Também juntando ao ótimo design de produção dos bons efeitos especiais ocasionados pelas viagens no tempo colocaram bem uma estética futurista na obras, e as locações feitas entre São Paulo e Rio de Janeiro, a excelente com os adereços bem retrô  que bem rementem ao começo dos anos 1990, que é bem explorado com uma estética vintage.  Fora também a trilha musical perfeita como a canção Tempo Perdido do Legião Urbana representada no filme pelos protagonistas ficou simplesmente  incrível. Fora também a música By My Side  da banda  australiana INXS tocando ao fundo nas cenas de amor entre João e Helena no Baile a Fantasia que estava entre as mais tocadas nas rádios da época. Fora também a produção musical do Lucas Raele que trabalhou uns toques de música de sintetizador que bem criou a atmosfera de ficção cientifica.

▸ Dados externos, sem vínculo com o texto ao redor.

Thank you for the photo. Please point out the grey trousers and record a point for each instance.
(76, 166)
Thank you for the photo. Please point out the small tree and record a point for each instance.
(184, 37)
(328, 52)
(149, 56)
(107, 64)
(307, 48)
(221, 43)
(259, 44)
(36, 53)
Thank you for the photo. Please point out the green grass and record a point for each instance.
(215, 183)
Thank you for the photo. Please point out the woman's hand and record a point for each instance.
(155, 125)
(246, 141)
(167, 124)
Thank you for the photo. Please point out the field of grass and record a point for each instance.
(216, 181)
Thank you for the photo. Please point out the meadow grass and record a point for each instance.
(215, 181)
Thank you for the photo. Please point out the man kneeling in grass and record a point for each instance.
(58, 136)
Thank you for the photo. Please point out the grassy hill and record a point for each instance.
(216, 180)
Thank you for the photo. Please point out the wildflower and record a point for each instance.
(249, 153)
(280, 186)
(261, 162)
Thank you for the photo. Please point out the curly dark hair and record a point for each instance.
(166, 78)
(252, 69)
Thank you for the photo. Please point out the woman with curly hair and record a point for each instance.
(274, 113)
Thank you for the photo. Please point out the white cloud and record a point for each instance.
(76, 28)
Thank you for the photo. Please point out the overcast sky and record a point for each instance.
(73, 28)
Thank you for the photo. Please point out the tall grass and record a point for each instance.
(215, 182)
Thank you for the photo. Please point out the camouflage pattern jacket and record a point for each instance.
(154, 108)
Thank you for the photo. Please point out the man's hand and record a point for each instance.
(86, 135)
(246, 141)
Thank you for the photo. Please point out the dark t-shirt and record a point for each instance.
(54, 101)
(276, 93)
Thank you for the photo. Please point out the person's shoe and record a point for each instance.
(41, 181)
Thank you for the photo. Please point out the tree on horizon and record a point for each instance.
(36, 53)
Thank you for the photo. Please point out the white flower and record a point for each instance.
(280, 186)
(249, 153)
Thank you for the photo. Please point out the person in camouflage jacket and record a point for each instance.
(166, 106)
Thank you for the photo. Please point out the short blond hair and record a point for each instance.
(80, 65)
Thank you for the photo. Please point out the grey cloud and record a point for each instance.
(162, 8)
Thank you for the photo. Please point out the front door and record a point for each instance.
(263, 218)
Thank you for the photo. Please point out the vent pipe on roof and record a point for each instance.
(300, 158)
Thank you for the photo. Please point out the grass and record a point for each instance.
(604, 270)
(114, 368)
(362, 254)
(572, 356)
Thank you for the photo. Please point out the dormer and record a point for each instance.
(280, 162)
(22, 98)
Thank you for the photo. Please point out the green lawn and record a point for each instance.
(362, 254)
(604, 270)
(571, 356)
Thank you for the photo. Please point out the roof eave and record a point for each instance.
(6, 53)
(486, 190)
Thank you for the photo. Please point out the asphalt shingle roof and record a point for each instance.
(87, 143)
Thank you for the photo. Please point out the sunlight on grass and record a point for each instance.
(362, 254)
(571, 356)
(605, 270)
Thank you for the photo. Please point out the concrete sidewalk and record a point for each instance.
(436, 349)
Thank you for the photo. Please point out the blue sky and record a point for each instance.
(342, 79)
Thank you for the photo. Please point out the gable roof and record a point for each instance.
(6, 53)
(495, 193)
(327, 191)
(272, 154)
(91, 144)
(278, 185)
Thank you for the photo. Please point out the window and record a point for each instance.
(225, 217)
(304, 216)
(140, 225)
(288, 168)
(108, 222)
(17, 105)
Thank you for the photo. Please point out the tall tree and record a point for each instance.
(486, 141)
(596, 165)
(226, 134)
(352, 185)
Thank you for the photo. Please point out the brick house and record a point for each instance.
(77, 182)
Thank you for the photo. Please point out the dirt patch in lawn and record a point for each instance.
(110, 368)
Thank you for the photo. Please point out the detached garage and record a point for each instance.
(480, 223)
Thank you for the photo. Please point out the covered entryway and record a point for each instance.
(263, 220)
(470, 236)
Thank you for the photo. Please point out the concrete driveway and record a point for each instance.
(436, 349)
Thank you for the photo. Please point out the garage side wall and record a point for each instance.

No Balanço Geral, posso concluir que O Homem do Futuro  trata-se de uma  obra cinematográfica brasileira   que pode ser bem agradável para quem gosta de uma estética mais experimental como essa abordando  ficção cientifica com a complexidade mais reflexiva da  viagem no tempo coisa que não temos muito o hábito de trabalhar, fugindo um pouco dos padrões e das fórmulas baratas e  mais popularescas das comédias suburbanas, com temáticas banais e  escrachas com ares novelescos como estamos acostumados   a ver em nossas produções.








O mote do texto representou muito bem respeitando dentro  do timing para a comédia e dentro  do timing para o drama as consequências sérias da prática  do bullying, como bem a obra exemplificou na cena da festa a fantasia da faculdade, numa época em que essa discussão estava em evidência aqui no Brasil após o recente e  fatídico episódio do Massacre na Escola Pública de Realengo no  Rio de Janeiro ocorrido em Abril de 2011, onde um ex-estudante matou covardemente 12 alunos da escola para se vingar das humilhações que sofreu lá dentro, e  do quanto isto pode afetar uma pessoa como o protagonista que após aquela humilhação provocada pelo Ricardo. Mostrando o quão isto pode trazer a pessoa na vida adulta a ponto de afetar sua auto-estima. O tornando bem atemporal.